Fiche n° 6 : les risques légaux : Le déroulé d’une procédure judiciaire et les systèmes d’aide juridique (3/3)

LE DÉROULÉ D’UNE PROCÉDURE JUDICIAIRE

Vous organisez une soirée et êtes suspecté d’avoir commis une infraction ? Voici le déroulement de la procédure judiciaire.

LA DÉPOSITION

Dans le cadre d’une audition libre

  • L’audition libre n’est pas une garde à vue !

L’audition libre permet aux forces de l’ordre d’entendre une personne soupçonnée d’avoir commis une infraction sans la placer en garde à vue.

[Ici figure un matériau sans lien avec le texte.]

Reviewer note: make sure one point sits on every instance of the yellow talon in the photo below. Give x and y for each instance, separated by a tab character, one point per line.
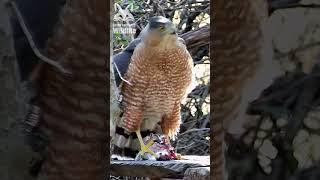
145	148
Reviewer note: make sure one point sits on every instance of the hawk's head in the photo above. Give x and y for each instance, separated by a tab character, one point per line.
160	31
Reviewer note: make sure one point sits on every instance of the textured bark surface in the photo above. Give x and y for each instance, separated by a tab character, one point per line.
236	54
75	114
194	167
15	154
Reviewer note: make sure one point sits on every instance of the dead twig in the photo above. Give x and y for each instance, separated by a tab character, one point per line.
32	43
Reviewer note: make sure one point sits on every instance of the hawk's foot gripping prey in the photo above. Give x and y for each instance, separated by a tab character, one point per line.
144	148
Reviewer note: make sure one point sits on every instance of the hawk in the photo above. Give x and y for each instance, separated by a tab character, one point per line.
72	105
158	78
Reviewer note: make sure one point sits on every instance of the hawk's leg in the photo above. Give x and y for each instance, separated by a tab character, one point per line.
145	148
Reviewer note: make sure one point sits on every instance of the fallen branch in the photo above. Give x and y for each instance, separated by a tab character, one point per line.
31	41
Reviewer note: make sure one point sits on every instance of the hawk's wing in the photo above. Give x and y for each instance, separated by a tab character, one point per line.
122	60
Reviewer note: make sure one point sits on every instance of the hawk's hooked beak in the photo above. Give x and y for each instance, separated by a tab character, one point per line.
171	30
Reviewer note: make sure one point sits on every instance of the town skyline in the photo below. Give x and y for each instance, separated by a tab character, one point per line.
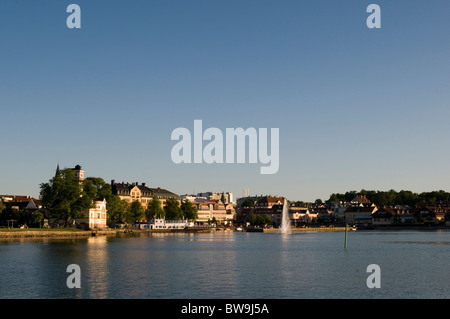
356	108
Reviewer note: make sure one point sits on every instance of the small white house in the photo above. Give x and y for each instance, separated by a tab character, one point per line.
97	215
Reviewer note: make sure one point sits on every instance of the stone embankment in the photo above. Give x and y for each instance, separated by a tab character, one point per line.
55	233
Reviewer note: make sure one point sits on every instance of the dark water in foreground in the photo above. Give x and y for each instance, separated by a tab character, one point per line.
413	264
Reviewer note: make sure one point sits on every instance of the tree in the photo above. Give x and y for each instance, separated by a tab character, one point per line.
154	209
188	210
136	212
172	209
62	197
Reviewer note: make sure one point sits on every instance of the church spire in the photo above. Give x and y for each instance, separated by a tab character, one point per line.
58	171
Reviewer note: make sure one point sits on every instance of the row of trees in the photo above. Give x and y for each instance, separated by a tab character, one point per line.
392	197
66	198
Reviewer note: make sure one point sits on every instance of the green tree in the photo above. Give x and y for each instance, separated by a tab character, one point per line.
62	197
188	210
136	212
154	209
172	209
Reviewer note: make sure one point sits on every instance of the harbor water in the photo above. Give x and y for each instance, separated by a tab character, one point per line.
224	264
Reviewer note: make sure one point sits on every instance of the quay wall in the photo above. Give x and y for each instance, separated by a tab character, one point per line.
308	229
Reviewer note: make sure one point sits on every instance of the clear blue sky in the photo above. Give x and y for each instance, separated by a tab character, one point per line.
356	107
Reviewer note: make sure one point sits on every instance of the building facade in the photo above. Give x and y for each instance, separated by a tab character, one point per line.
140	192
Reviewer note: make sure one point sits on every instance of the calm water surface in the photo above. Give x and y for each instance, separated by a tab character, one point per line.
414	264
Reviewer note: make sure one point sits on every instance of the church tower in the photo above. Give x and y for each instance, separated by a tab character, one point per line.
79	173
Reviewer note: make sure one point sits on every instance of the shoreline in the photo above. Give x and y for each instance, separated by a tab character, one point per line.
120	232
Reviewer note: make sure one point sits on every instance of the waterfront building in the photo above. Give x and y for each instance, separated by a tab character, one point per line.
97	215
359	214
140	192
19	202
162	223
383	216
210	210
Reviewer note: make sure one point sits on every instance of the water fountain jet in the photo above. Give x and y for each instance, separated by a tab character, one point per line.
285	227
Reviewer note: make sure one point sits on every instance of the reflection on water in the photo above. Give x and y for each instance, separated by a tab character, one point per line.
97	270
229	265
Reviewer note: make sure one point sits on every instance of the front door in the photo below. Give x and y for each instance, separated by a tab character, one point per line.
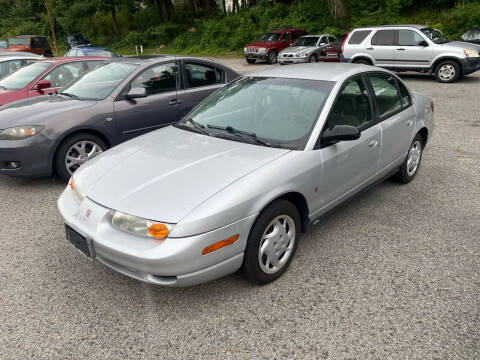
160	108
349	165
409	53
383	48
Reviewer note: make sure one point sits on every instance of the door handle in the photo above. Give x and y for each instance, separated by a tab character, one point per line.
373	143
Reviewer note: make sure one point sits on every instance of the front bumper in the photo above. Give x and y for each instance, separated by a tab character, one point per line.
470	65
175	262
32	154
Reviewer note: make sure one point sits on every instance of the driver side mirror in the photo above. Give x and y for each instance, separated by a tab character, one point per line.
42	84
136	92
340	133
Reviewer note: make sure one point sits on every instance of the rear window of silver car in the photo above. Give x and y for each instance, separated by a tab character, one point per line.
278	110
358	36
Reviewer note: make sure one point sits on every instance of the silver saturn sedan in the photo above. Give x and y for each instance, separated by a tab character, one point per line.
234	184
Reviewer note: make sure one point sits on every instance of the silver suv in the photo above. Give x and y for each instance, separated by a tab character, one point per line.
411	47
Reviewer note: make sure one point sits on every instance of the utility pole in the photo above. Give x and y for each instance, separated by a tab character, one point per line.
52	28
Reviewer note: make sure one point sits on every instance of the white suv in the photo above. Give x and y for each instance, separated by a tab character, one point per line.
411	47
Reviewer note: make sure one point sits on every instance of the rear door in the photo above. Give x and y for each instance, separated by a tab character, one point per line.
383	47
347	165
409	53
160	108
396	117
200	80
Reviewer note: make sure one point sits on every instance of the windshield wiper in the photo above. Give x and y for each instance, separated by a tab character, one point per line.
239	133
75	97
199	127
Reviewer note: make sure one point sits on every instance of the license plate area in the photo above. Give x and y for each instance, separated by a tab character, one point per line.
80	242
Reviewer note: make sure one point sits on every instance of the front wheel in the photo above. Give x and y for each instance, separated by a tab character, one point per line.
272	243
75	151
410	166
272	57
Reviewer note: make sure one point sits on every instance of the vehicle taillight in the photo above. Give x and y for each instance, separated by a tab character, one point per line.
344	41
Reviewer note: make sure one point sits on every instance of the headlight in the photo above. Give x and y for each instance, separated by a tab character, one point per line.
20	132
470	52
140	227
76	189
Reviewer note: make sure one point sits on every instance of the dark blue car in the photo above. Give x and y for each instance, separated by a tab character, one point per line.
91	51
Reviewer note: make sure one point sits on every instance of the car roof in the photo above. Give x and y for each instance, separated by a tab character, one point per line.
416	26
321	71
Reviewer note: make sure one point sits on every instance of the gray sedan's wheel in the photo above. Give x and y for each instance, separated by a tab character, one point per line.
410	166
272	57
272	243
447	71
75	151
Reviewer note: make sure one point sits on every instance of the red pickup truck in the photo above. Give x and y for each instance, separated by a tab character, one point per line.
270	44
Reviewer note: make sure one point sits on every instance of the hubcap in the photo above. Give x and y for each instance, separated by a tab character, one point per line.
276	244
79	153
446	72
413	159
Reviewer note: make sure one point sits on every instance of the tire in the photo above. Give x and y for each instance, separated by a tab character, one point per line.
72	146
409	170
272	57
447	72
361	61
257	266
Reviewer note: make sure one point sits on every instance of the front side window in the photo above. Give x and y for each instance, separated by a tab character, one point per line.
64	74
158	79
100	82
409	38
387	94
281	112
384	38
202	75
352	107
24	76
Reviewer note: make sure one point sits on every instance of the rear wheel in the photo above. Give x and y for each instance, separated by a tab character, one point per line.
272	57
75	151
410	166
272	243
447	71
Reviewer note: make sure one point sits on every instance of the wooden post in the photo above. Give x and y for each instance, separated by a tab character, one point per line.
52	28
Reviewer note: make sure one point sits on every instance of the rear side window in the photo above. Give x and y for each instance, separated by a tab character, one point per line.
387	94
384	38
358	36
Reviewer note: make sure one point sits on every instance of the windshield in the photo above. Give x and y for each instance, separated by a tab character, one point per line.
14	41
306	41
100	82
281	112
21	78
100	53
435	35
270	37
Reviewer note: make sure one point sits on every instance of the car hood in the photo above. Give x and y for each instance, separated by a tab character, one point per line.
37	110
462	45
297	49
166	174
261	44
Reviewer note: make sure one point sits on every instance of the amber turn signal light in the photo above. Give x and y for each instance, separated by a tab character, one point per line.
159	231
220	244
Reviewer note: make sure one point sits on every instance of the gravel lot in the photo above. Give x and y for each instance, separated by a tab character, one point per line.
393	274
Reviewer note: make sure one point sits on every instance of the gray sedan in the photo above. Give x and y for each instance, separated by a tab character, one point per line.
252	167
114	102
309	48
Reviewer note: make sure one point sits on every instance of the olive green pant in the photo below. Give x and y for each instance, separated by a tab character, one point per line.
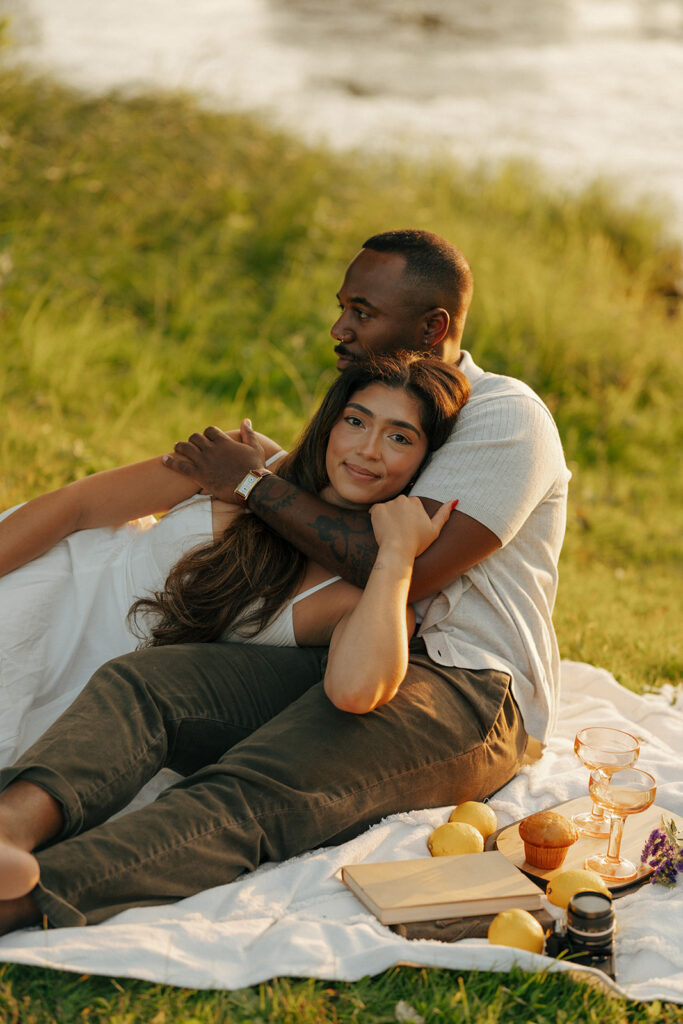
271	768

Vous allez tout d’abord recevoir une convocation au commissariat ou à la gendarmerie. Lorsque vous recevez une convocation pour une audition libre veillez à ce qu’elle indique bien :

  • L’infraction dont la personne est soupçonnée. Toute convocation sans une telle mention laisse donc penser qu’il s’agira d’une garde à vue.
  • Votre droit d’être assisté par un avocat au cours de l’audition, uniquement si l’infraction concernée est punie d’une peine de prison. La convocation doit également préciser les modalités de désignation d’un avocat commis d’office. Vous devez faire appel à votre avocat en le contactant avant le jour de la convocation, si vous n’en connaissez pas vous pouvez vous aidez de cette liste : https://consultation.avocat.fr/avocats/par-barreau.php
  • Les conditions d’accès à l’aide juridictionnelle.
  • Les lieux où vous pouvez obtenir des conseils juridiques avant l’audition.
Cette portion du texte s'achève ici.